今年に入ってから、中国は尖閣諸島の周辺海域に「海上ブイ」を設置した。設置場所は排他的経済水域(EEZ)の境界線である「日中中間線」の日本側で、中国による構造物設置は国連海洋法条約と国内法に違反するという。
「尖閣諸島沖では、今も海保や自衛隊が警戒を続けていますが、それをあざ笑うかのような行為です。ブイには多数のアンテナが備えられており、音や海中データを収集・分析することで海上自衛隊の潜水艦の動向を把握でき、なおかつ攻撃に転じる布石でもあるわけです」(軍事ジャーナリスト)
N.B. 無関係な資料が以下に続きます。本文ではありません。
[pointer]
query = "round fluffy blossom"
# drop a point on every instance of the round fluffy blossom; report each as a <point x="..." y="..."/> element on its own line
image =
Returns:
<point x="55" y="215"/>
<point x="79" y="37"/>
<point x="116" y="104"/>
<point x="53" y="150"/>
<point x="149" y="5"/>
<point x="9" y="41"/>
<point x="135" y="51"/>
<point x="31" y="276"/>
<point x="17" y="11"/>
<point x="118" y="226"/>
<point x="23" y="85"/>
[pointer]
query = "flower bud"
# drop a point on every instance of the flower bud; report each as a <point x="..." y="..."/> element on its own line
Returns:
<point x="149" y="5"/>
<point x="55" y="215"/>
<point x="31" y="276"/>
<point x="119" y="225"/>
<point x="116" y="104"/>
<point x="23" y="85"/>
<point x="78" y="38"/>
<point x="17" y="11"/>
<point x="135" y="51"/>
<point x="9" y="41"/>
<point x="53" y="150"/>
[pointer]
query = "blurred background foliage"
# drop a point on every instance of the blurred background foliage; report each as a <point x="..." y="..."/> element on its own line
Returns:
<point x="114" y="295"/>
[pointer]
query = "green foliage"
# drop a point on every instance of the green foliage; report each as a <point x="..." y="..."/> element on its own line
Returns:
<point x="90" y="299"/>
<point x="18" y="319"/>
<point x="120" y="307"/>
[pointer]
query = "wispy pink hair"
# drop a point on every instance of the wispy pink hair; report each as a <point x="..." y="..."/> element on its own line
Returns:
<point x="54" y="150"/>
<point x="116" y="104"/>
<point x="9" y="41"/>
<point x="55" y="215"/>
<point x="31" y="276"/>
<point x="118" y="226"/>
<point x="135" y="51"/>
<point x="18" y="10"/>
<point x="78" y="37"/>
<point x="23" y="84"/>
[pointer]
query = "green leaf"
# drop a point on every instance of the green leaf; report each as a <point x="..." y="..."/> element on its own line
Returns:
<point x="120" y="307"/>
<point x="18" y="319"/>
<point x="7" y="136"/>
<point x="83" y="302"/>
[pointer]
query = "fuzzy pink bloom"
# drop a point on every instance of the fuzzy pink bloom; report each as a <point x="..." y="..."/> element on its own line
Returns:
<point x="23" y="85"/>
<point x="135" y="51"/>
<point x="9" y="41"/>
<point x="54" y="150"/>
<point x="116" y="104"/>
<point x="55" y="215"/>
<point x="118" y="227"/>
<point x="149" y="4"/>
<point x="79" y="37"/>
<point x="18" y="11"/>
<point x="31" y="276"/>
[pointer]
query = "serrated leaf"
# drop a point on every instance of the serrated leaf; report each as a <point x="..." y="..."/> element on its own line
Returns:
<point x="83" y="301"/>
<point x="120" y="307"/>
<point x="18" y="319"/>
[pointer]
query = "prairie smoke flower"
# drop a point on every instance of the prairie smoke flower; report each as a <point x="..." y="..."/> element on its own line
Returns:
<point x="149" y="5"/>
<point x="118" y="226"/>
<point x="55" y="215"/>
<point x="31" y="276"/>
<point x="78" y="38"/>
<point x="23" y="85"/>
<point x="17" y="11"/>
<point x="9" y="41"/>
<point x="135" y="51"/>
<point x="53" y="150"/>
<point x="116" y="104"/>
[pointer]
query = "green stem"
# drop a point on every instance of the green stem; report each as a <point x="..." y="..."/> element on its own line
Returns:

尖閣諸島沖での問題は、中国の経済状況と連動している。
日本企業は、賃金が高くなった中国から工場などを撤退させ、ミャンマーやタイへと生産拠点を移動し始めている。
仮に中国バブルがはじけた場合、中国はなりふりかまわずに尖閣諸島沖の油田を漁り始めるだろうと言われている。
日本はたとえばジャブも少しずつ打っている。講演で、森本敏元防衛大臣は「日中に領有権問題がないというわが国の公式の立場は国際慣習から見ると難しい解釈だ。政治、外交上の重大な問題の存在は認めるべきではないか」とも述べ、日中間の歩み寄りを促している。
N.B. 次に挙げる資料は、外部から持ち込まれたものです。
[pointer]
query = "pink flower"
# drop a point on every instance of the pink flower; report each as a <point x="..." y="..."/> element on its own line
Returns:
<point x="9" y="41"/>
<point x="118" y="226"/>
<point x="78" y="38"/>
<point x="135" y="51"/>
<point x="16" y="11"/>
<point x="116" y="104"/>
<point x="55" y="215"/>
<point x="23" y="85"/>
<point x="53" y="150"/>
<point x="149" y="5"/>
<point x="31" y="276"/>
いっぽうで、日本政府は、尖閣諸島問題を中国政府とまともに話し合うこともできない。テーブルにつけないのだ。中国の哨戒機や警戒艇は、いつでも領海侵犯できるポジションを常にとっている。
「中国は日本からなんらかの条件を引き出すのを待っているのだろう。尖閣については少しずつ中国が外濠を埋めている」(週刊誌政治記者)
これほどまでに領海侵犯を繰り返す中国に対して、日本は本当に手が打てないのだろうか。経済政策ばかりがニュースでとりあげられているが、安倍首相の外交手腕が問われている。